Indeed, the opening figures to solve some of the most intractable problems now plaguing China's economy. The opening "alleviates financial constraints and upgrades the financing structure of Chinese enterprises," according to a commentary from Beijing's Central University of Finance and Economics that was published by the East Asia Forum.
It called the move critical to building a modern financial system in China and urged Beijing to also devise "a more competitive tax policy framework and a more transparent regulatory regime" to guarantee the success of the financial sector opening.
Foreign Firms Prepare to Dive In
Some Western companies, meanwhile, are waiting to dive in. Reuters and Bloomberg have reported that New York-based Citigroup is planning a wholly owned securities business in China, where it established the first American bank in China in 1902.
Up to now, foreign banks could own up to 51 percent of their Chinese operations, which meant forming a joint venture or other arrangement. Now they will be able to simultaneously set up wholly owned foreign subsidiaries and branches of their international banks. Their service scope will be expanded to allow nearly the same offerings as their Chinese counterparts.
Bank of America (NYSE: BAC), JPMorgan Chase (NYSE: JPM) and Morgan Stanley (NYSE: MS) are among the big U.S. banking firms already established in China, and they will be free to compete on their own with Chinese behemoths such as ICBC (HKEX: 1398), China Construction Bank (HKEX: 0939) and Agricultural Bank of China (HKEX: 1288) – the three largest banks in the world.
The securities deregulation will be effective Dec. 1, 2020, and Citi will be among the first foreign banks to set up a wholly owned securities firm in China if its plan materializes, Reuters reported.
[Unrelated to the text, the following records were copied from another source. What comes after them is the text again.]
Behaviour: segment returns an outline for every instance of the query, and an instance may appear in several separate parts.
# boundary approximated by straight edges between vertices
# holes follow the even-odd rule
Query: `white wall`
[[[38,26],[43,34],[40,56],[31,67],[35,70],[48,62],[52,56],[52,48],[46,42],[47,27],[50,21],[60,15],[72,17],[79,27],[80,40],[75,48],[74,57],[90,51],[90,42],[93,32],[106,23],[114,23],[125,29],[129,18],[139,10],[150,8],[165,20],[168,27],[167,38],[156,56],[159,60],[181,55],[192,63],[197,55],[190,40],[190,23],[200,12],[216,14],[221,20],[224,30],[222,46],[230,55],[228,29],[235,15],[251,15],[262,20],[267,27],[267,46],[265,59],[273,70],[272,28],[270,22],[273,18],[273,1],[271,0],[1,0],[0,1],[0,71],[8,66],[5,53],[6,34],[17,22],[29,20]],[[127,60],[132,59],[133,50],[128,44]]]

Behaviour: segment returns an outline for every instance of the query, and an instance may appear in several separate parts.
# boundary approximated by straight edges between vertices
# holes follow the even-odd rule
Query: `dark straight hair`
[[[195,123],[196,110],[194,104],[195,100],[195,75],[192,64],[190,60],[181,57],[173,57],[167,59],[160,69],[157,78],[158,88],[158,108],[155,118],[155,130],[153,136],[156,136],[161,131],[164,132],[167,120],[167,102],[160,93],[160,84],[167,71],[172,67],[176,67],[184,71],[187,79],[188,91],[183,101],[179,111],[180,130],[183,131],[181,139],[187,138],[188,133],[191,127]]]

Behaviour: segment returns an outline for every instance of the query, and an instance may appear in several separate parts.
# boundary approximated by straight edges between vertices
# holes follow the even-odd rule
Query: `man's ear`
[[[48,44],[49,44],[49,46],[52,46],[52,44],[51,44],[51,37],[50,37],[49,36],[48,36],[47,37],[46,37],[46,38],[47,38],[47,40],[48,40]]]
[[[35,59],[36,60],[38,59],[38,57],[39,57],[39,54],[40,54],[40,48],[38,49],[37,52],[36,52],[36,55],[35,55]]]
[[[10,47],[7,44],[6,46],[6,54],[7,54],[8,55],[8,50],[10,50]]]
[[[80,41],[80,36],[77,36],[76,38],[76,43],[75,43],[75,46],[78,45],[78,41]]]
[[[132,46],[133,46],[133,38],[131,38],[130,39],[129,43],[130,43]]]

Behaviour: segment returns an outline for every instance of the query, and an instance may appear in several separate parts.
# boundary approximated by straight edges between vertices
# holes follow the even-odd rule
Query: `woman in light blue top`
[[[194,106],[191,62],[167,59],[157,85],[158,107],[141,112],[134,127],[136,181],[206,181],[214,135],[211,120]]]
The Chinese Securities Regulatory Commission said it expects to start accepting applications in the second quarter of next year for securities business licenses.
Media reports previously have said that among insurance companies, Prudential (NYSE: PRU), Italy's Generali (MI: G) and Hong Kong-based AIA Group (HKEX: 1299) are negotiating with Chinese authorities to jump in to compete with the likes of Ping'an (OTC: PNGAY) and China Pacific (HKEX: 2601).
Financial services companies have long waited for this moment. In a report last month, a Chinese think tank projected that the nation's consumer finance sector will grow rapidly for at least the next five years. The National Institution for Finance and Development noted that "the acquisition rate of consumer finance services in China is relatively low, as nearly 40 percent of adults had never had access to these services (as of) 2017."
With China's middle class rising fast and growing in financial sophistication, the time seems ripe.
If the authorities in Beijing are serious about the need to create competition in this sector to boost the economy, they won't dither in writing the implementing regulations. That's a common hang-up after laws are passed in China, and foreign companies sometimes must wait years after the initial laws are released before they can actually do business.